- Berhait Santali Location in Jharkhand, India Berhait Santali Berhait Santali (India)
- Coordinates: 24°53′48″N 87°35′57″E﻿ / ﻿24.896789°N 87.599242°E
- Country: India
- State: Jharkhand
- District: Sahibganj

Area
- • Total: 3.66 km^{2} (1.41 sq mi)

Population (2011)
- • Total: 9,753
- • Density: 2,660/km^{2} (6,900/sq mi)

Languages (*For language details see Barhait (community development block)#Language and religion)
- • Official: Hindi, Urdu
- Time zone: UTC+5:30 (IST)
- PIN: 816102
- Telephone/ STD code: 06426
- Lok Sabha constituency: Rajmahal
- Vidhan Sabha constituency: Barhait
- Website: sahibganj.nic.in

= Berhait Santali =

Berhait Santali is a census town in the Barhait CD block in the Sahibganj subdivision of the Sahibganj district in the Indian state of Jharkhand.

==Geography==

===Location===
Berhait Santali is located at .

Berhait Santali has an area of 3.66 km2.

===Overview===
The map shows a hilly area with the Rajmahal hills running from the bank of the Ganges in the extreme north to the south, beyond the area covered by the map into Dumka district. ‘Farakka’ is marked on the map and that is where Farakka Barrage is, just inside West Bengal. Rajmahal coalfield is shown in the map. The entire area is overwhelmingly rural with only small pockets of urbanisation.
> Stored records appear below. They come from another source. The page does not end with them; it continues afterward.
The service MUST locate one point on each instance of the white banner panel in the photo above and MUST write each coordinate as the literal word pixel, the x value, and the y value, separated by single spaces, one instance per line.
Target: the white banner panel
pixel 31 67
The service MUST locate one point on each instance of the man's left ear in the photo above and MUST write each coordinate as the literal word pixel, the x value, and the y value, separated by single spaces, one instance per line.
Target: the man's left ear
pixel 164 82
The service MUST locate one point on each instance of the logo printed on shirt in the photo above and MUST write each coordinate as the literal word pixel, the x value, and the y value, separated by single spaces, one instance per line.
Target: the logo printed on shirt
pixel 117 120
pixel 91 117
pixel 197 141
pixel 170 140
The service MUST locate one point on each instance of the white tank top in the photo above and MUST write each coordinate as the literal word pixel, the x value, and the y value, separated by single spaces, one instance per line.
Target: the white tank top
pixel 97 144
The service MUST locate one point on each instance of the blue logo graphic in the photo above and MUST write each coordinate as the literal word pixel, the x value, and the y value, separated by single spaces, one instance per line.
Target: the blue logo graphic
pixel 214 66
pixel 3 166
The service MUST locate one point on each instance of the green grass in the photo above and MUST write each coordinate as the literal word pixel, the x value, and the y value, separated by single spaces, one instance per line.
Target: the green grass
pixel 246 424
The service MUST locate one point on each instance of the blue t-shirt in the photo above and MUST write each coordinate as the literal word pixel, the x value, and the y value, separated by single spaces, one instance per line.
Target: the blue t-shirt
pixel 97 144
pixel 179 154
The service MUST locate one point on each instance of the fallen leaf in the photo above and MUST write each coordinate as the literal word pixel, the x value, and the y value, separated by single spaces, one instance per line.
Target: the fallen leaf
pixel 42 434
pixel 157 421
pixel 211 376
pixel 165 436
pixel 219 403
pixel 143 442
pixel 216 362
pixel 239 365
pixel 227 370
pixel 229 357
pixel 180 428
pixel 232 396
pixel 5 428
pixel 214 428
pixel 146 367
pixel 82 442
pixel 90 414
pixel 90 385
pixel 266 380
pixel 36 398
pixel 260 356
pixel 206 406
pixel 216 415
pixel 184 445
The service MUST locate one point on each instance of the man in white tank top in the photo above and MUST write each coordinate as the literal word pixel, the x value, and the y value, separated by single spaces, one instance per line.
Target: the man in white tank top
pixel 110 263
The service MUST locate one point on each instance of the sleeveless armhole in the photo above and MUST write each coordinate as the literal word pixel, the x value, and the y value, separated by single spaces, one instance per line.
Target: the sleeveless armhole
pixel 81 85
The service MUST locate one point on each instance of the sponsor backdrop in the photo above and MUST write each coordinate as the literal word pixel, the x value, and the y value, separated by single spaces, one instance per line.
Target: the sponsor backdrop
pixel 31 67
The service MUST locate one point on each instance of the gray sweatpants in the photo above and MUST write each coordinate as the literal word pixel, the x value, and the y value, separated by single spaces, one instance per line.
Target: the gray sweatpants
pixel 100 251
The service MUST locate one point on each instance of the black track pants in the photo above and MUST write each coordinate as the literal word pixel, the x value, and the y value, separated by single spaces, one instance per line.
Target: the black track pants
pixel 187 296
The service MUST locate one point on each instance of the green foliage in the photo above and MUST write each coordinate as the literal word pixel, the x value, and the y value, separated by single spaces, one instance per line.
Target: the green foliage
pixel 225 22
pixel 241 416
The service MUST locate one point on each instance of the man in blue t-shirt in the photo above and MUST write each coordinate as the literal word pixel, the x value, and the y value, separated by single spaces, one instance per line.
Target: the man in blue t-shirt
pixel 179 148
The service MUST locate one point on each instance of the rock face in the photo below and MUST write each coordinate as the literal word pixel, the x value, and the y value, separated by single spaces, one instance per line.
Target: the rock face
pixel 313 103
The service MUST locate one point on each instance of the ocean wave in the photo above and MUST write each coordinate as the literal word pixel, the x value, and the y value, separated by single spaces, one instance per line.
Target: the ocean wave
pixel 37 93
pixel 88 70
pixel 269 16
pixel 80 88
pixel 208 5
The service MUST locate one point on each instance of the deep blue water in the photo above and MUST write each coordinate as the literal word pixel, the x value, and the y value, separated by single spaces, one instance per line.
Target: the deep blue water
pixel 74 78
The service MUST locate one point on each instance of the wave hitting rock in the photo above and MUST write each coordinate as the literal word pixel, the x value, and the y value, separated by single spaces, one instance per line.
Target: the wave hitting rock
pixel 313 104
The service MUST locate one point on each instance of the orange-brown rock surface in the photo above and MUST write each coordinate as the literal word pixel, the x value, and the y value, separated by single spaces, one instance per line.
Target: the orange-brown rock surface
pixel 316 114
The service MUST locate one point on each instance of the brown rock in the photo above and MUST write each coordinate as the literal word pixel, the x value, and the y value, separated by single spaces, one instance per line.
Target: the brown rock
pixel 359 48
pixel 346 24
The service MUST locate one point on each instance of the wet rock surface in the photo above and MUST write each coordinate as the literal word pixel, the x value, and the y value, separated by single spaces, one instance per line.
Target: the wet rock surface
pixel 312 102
Note: The full screen map is interesting. All places marked on the map are linked and you can easily move on to another page of your choice. Enlarge the map to see what else is there – one gets railway links, many more road links and so on.

==Demographics==
According to the 2011 Census of India, Berhait Santali had a total population of 9,753, of which 4,997 (51%) were males and 4,756 (49%) were females. Population in the age range 0–6 years was 1,979. The total number of literate persons in Berhait Santali was 4,168 (53.61% of the population over 6 years).

==Infrastructure==
According to the District Census Handbook 2011, Sahibganj, Berhait Santali covered an area of 3.66 km^{2}. Among the civic amenities, it had 0.5 km roads with both open and closed drains, the protected water supply involved uncovered well, hand pump. It had 151 domestic electric connections, 18 road lighting points. Among the educational facilities it had 2 primary schools, 2 middle schools, the nearest secondary, senior secondary schools at Barharwa 20 km away, 1 non-formal education centre (Sarva Sikhsa Abhiyan). It had the branch offices of 1 nationalised bank, 1 private commercial bank, 1 agricultural credit society.

==Police station==
Barhait police station serves this block.

==CD block HQ==
Headquarters of Barhait CD block is at Barhait village.

==Education==
SSD High School is a Hindi-medium coeducational institution established in 1949. It has facilities for teaching from class IX to class XII.

Kasturba Gandhi Balika Vidyalaya is a Hindi-medium girls only institution established in 2008. It has facilities for teaching from class VI to class XII.

Government High School Barhait is a Hindi-medium coeducational institution established in 1986. It has facilities for teaching in classes IX and X.

UPG Government Adarsh High School Berhait is a Hindi-medium coeducational institution established in 1912. It has facilities for teaching from class I to class X.